Membre aussi du Conseil argentin des relations internationales, Rosendo Fraga est un chroniqueur
habituel des principaux quotidiens argentins (Clarín, La Nación,
Ambito Financiero, Página 12, etc.).
Éloignement Washington - Brasilia
"L'Iran fut la cause de l'éloignement entre Washington et Brasilia
lors de la phase finale du second mandat de [l'ex-président brésilien]
Lula. La tentative de médiation conjointe du Brésil et de la
Turquie dans le conflit entre l'Iran et les puissances occidentales sur le
dossier nucléaire provoqua cette distanciation" rappelle Rosendo Fraga
dans une analyse intitulée
"
Répercussions
du conflit libyen en Amérique latine".
"Avec [l'actuelle présidente du Brésil] Dilma Rousseff, cela
a changé. Au cours des premiers mois de sa gestion, elle chercha à
améliorer les relations avec les Etats-Unis, prévoyant une
visite officielle dans ce pays en 2012. La présidente brésilienne
a assumé une posture plus critique que celle de son prédécesseur
[Luiz Inacio Lula da Silva] à l'égard des dictatures du monde
émergent et, en particulier, elle effectua un virage dans le dossier
iranien" poursuit l'analyste argentin.
Mais il constate que "le conflit libyen a remis en évidence des différences
entre les visions internationales du Brésil et des États-Unis".

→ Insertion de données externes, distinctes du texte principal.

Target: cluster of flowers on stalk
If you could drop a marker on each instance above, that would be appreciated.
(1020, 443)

Brasilia n'a pas approuvé l'intervention militaire occidentale en
Libye, menée par l'OTAN sous couvert du Conseil de sécurité
de l'ONU. "Quoique le Brésil ait une tradition de non-intervention,
son attitude dans le conflit libyen s'inscrit désormais dans une stratégie
internationale d'acteur global ou de puissance émergente" estime Rosendo
Fraga. Il qualifie de "différence importante" par rapport aux puissances
occidentales le fait de ne pas reconnaître le nouveau gouvernement
libyen.
Les observateurs notent que le Brésil, qui a des intérêts
pétroliers en Libye, n'a effectivement pas reconnu le Conseil national
de transition (CNT), instance dirigeante de la rébellion libyenne.

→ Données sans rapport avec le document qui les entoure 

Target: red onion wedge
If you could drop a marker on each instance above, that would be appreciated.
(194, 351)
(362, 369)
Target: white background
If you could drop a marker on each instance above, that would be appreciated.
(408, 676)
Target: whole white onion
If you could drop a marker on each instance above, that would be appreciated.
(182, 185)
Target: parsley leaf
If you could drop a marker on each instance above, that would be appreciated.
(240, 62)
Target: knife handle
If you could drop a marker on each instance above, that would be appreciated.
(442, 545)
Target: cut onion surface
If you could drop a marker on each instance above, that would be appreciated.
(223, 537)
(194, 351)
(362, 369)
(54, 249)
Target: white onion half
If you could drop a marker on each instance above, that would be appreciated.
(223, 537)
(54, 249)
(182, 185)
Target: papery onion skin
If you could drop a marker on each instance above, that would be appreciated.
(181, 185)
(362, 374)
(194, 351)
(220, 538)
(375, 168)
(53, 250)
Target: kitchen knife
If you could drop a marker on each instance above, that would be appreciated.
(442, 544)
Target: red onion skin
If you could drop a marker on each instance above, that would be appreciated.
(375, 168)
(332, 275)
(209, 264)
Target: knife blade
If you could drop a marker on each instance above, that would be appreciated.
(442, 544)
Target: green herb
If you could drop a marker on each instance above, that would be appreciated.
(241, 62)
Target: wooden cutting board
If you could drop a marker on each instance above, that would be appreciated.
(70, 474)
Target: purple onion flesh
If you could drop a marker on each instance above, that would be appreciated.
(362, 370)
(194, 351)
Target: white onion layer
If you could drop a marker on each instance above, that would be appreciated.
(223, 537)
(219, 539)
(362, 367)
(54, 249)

Selon Brasilia, il appartient à l'ONU de définir le futur de
la Libye et de se prononcer sur la légitimité de son gouvernement.
A la conférence internationale de soutien à la "Libye nouvelle", le 1er septembre
à Paris, le Brésil était modestement représenté
par son ambassadeur au Caire, Cesario Melantonio.
Au sein de l'Unasur, trois positions différentes
La crise en Syrie révèle également des divergences entre
Brasilia et Washington, affirme Rosendo Fraga. Il relève que si les
présidents américain et français, Barack Obama et Nicolas
Sarkozy, "ont réclamé publiquement la démission" du
président syrien Bachar el-Assad, par contre le Brésil, associé
à l'Inde et à l'Afrique du Sud, "tente d'ouvrir une médiation
dans le conflit syrien", alors que "la chute de Kadhafi a renforcé
les réformistes syriens, qui se transforment en rebelles et demandent
l'intervention de l'OTAN".
Au sein aussi de l'Unasur, qui englobe les 12 Etats de l'Amérique
du Sud, le conflit libyen a soulevé des divergences, mises en lumière
les 18 et 19 août à Buenos Aires lors d'une réunion des
ministres des Affaires étrangères des pays de
l'organisation.
Le directeur du CENM écrit à ce propos : "On enregistra deux
positions extrêmes. La Colombie, conformément à son alignement
stratégique sur Washington, a déjà reconnu le nouveau
gouvernement libyen, tandis qu'à l'autre l'extrême, le Venezuela
continue à reconnaître Kadhafi. Le Brésil, lui, maintient
une position intermédiaire, attendant - comme d'autres puissances
émergentes - l'évolution des événements pour reconnaître
ou non le nouveau gouvernement. Le ministre vénézuélien
des Affaires étrangères n'obtint que la condamnation par l'Unasur
de l'attaque de son ambassade à Tripoli par des groupes rebelles.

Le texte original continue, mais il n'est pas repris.